The Court found Vermont could not show that its Prescription Confidentiality Law could sufficiently advance any permissible interests. It explained that there was no claim that false or misleading information was at issue, or that patient confidentiality was at risk. The Court also rejected Vermont’s claim that the law sought to protect physicians' privacy, insofar as it gave them only “a contrived choice: Either consent, which will allow your prescriber-identifying information to be disseminated … or, withhold consent, which will allow your information to be used by those speakers who message the State supports” with exceptions to the marketing ban.
The majority acknowledged that the state may be displeased that pharmaceutical marketers are able to craft a more effective message when they use prescriber-identifying data, but held that the state must express that view through its own speech or some other less restrictive measure, not by “burdening the speech of others in order to tilt public debate in a preferred direction.” Even if Vermont sought to advance proper public policy goals of lowering costs and promoting public health, doing so by the indirect means of restraining speech “is incompatible with the First Amendment.” As the Court put it, “[t]hose who seek to censor or burden free expression often assert that disfavored speech has adverse affects.

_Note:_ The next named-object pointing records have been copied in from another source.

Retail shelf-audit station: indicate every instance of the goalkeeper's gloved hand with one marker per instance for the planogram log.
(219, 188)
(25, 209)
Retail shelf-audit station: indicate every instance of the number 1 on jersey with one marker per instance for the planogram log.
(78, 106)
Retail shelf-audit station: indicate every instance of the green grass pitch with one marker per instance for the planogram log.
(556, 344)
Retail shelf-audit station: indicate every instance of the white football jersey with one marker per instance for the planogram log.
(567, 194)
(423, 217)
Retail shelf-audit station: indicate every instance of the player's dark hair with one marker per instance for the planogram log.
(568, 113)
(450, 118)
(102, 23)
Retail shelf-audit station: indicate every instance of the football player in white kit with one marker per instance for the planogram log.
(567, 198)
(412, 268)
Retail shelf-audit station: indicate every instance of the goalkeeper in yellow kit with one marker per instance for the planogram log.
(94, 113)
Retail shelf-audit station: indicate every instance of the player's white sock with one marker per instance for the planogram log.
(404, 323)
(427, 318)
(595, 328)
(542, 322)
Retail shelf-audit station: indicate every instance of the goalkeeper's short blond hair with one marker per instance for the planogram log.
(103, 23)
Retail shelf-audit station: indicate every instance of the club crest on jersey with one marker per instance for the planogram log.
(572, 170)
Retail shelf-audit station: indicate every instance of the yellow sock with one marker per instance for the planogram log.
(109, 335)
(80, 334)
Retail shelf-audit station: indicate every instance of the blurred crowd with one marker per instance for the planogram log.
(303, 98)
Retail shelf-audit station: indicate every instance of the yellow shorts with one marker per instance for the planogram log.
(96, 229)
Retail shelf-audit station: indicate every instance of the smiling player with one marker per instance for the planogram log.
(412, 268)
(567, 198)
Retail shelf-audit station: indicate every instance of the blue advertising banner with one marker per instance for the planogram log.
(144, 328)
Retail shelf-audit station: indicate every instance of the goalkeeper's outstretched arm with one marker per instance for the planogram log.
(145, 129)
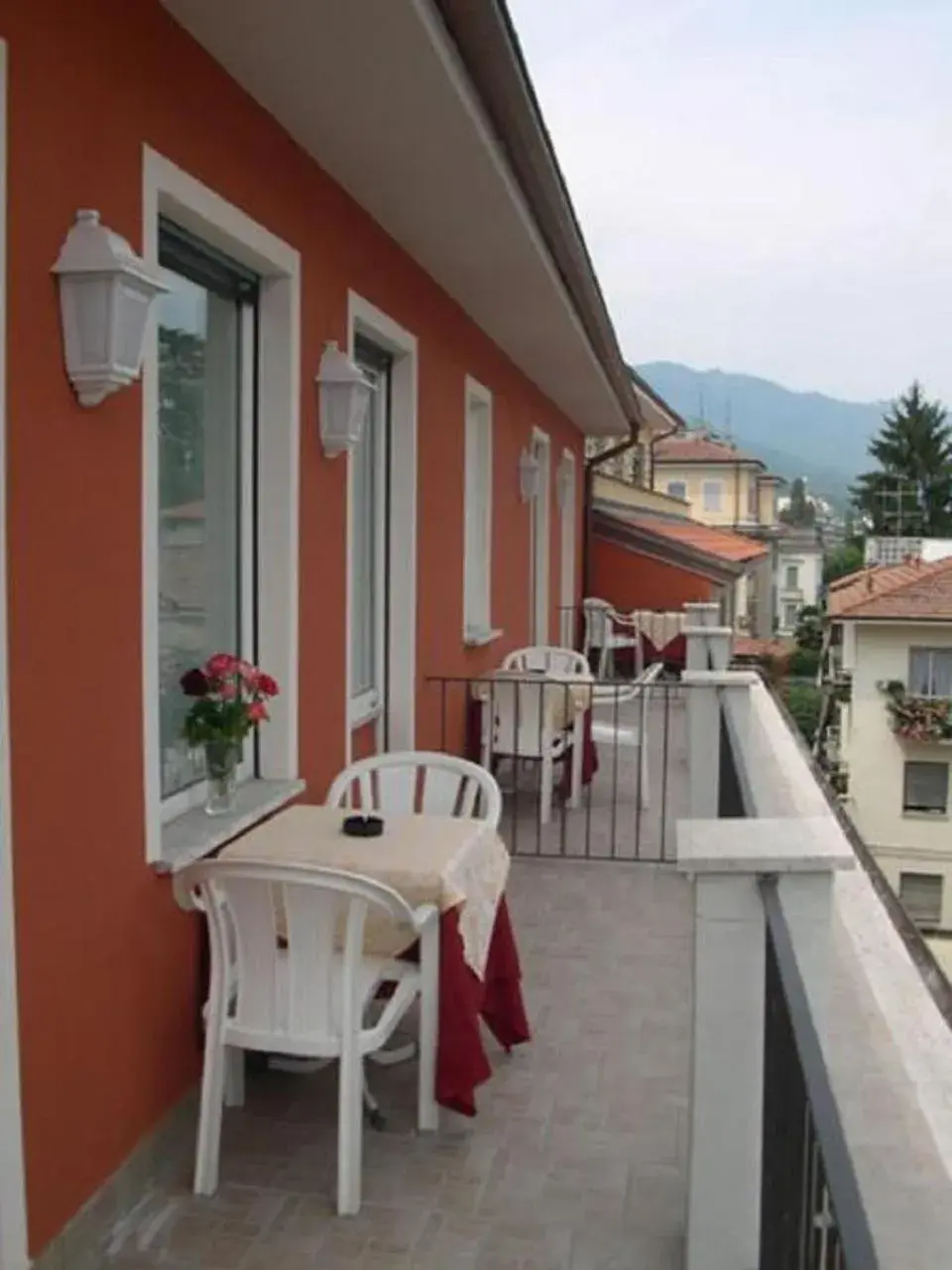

But the fact that people would make bad decisions if given truthful information cannot justify content-based burdens.”
Justice Breyer, joined by Justices Ginsburg and Kagan, dissented, on grounds that in their view the Vermont law’s effect on expression is inextricably related to lawful State efforts to regulate a commercial enterprise, and satisfies the Court’s traditional test for regulation of commercial speech. The dissent argued that all regulation of economic activity may incidentally restrict some speech, but that this is permissible so long as the law furthers legitimate regulatory objectives. The dissenters warned that the decision “opens a Pandora’s Box of First Amendment challenges to many ordinary regulatory practices that may only incidentally affect a commercial message.”
Davis Wright Tremaine LLP filed an amicus brief supporting the respondents on behalf of the Association of National Advertisers, the American Advertising Federation, and the American Association of Advertising Agencies.